天邊終於露出拂曉的光亮,章無忌再次檢查了傷者們的傷勢,打破了尷尬的沉默,“走,下山。到俺家給你治傷。”
重新集結在一起的槽幫幫眾互相對視片刻,為首的那人開口說道:“姓霍的,咱們先把話講明白。這次俺們來找的是你師兄李秀念。”
霍崇苦笑一聲,“俺師兄前幾天回來的路上死了。”
“死了?”還能站直的槽幫眾人都驚訝的瞪大了眼睛。
“俺騙你們作什麽。俺師兄都沒活著回張店,死在半路。是俺師傅把人抬回來的。既然你們要把話說清楚,現在何不講明白。”
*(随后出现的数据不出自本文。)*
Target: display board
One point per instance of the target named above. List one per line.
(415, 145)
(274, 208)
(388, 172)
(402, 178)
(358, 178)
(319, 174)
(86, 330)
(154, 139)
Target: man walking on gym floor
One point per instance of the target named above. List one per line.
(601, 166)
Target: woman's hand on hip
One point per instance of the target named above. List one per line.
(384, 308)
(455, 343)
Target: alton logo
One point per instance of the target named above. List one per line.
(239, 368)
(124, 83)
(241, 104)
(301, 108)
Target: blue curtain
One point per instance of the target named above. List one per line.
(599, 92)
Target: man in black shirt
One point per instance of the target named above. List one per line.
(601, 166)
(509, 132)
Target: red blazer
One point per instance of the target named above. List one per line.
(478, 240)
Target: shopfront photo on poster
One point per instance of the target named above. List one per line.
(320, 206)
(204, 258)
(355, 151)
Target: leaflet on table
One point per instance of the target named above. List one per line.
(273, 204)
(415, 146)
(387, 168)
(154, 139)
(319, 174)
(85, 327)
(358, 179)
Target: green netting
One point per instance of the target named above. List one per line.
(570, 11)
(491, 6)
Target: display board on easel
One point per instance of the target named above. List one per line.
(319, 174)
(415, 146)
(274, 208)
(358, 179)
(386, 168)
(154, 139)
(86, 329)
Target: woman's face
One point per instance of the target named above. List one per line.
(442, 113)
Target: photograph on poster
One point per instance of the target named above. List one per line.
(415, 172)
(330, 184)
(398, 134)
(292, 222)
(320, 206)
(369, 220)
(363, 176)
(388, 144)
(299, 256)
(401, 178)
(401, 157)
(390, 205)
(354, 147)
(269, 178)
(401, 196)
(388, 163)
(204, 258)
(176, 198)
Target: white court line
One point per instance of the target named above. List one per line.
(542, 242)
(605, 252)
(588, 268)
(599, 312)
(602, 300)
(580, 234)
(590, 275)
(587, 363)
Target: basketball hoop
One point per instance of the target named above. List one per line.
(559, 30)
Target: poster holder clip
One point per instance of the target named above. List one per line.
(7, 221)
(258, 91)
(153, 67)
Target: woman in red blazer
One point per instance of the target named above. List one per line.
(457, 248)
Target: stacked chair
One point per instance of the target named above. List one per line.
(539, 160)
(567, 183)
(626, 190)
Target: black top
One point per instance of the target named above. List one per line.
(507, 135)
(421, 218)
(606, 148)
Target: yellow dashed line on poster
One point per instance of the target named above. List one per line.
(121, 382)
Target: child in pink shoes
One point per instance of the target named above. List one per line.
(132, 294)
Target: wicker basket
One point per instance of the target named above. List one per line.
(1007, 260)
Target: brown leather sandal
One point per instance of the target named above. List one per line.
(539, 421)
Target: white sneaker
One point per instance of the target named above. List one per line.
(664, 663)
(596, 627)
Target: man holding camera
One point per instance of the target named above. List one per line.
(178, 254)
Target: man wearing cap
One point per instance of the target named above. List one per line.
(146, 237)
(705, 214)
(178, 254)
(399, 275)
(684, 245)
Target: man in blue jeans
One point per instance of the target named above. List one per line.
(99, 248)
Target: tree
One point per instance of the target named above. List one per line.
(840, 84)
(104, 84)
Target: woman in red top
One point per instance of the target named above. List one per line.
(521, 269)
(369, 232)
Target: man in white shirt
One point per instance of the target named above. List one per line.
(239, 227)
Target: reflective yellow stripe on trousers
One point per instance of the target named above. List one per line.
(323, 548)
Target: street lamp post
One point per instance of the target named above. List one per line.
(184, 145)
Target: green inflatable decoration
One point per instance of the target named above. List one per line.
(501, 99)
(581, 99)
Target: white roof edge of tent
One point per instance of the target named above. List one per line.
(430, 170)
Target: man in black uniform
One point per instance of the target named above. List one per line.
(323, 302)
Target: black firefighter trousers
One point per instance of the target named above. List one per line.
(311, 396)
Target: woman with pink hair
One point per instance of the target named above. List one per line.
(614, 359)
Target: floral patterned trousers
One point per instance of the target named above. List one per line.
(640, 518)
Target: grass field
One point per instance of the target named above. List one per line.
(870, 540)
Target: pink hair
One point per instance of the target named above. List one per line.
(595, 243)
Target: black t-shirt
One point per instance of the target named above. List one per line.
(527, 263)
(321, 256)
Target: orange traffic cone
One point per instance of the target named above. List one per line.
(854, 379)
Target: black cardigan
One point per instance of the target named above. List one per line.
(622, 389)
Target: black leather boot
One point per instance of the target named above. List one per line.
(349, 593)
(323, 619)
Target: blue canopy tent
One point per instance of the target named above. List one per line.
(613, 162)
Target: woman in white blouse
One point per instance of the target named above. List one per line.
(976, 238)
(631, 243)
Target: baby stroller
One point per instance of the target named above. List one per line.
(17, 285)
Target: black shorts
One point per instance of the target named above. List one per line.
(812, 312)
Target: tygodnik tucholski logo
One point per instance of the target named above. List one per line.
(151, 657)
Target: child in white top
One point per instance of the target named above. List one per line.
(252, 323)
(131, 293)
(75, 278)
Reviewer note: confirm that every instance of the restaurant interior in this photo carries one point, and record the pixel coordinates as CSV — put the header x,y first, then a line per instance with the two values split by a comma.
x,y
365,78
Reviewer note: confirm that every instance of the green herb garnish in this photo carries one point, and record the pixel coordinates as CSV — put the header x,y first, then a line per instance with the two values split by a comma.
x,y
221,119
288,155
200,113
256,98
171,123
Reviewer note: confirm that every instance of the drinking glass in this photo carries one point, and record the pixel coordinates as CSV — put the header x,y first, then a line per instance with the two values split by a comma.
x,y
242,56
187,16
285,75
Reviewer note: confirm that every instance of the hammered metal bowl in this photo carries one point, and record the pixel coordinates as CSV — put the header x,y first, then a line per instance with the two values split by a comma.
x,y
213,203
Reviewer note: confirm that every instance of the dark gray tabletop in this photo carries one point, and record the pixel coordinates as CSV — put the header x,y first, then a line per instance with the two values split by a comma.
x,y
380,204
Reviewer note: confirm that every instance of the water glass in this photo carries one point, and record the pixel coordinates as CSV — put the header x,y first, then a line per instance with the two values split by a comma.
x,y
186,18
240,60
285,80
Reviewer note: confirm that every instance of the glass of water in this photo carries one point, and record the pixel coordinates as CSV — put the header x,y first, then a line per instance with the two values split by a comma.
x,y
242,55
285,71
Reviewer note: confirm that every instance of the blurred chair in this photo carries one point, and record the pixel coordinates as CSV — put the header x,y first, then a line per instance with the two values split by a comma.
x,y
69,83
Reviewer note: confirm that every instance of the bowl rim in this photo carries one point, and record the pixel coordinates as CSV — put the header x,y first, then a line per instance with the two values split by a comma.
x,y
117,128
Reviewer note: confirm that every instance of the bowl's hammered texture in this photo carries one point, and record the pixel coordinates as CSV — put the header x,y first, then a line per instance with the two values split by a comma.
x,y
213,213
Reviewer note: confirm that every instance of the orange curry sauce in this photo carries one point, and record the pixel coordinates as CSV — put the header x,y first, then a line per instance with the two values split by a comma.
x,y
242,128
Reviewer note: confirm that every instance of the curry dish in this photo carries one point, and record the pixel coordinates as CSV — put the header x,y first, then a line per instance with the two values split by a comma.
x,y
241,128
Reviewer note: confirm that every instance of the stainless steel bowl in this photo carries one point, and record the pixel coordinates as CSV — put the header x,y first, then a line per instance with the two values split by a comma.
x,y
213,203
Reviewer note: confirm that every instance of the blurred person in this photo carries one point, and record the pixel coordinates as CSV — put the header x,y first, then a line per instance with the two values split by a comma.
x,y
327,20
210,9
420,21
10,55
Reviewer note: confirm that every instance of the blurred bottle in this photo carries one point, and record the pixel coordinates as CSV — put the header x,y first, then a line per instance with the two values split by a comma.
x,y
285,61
既然這件事不會善了,霍崇決定直麵此事。正想繼續說說到底發生了什麽,胸口受傷和腿上被戳了個血窟窿的槽幫幫眾都痛苦的哼哼起來。
霍崇隻能回到最初的話題,“你們的人再拖下去,隻怕性命不保。雖然此事與俺無關……”
“如何與你無關,你半夜埋伏俺們!”一個跌下山坡滿臉是傷的槽幫幫眾喝道:“你……你還把俺們引到山豬窩!”
大概是霍崇用山東話,槽幫幫眾也用北方口音說話。劉獵戶聽到這裏,怒喝道:“放你娘的屁!山豬窩也是能隨便來的!”
槽幫幫眾見劉獵戶手持獵叉,凶神惡煞的模樣,都嚇得握住了兵器。霍崇本能的想緩和一下,又覺得不妥。既然對方已經上門來找事,哪裏那麽容易善了。自己一味的和緩,這不就讓槽幫的覺得可以多占點理麽?
“大哥,咱們走。”霍崇對劉獵戶說道。
劉獵戶早就趁著晚上的時間給山豬倒吊放血,此時山豬已經綁好。聽霍崇招呼,立刻與霍崇用棍子抬起山豬,向山下走。
走出去一段路,就聽後麵槽幫幫眾用江浙話焦急的喊著:“霍兄弟,請留步!”
中午,一行人才到了霍崇的宅子前。霍崇請他們進去,槽幫狀態尚好的幫眾臉上都露出遲疑的神色。霍崇笑道:“若是幾位想在外頭頂著風治傷,我也不阻攔。”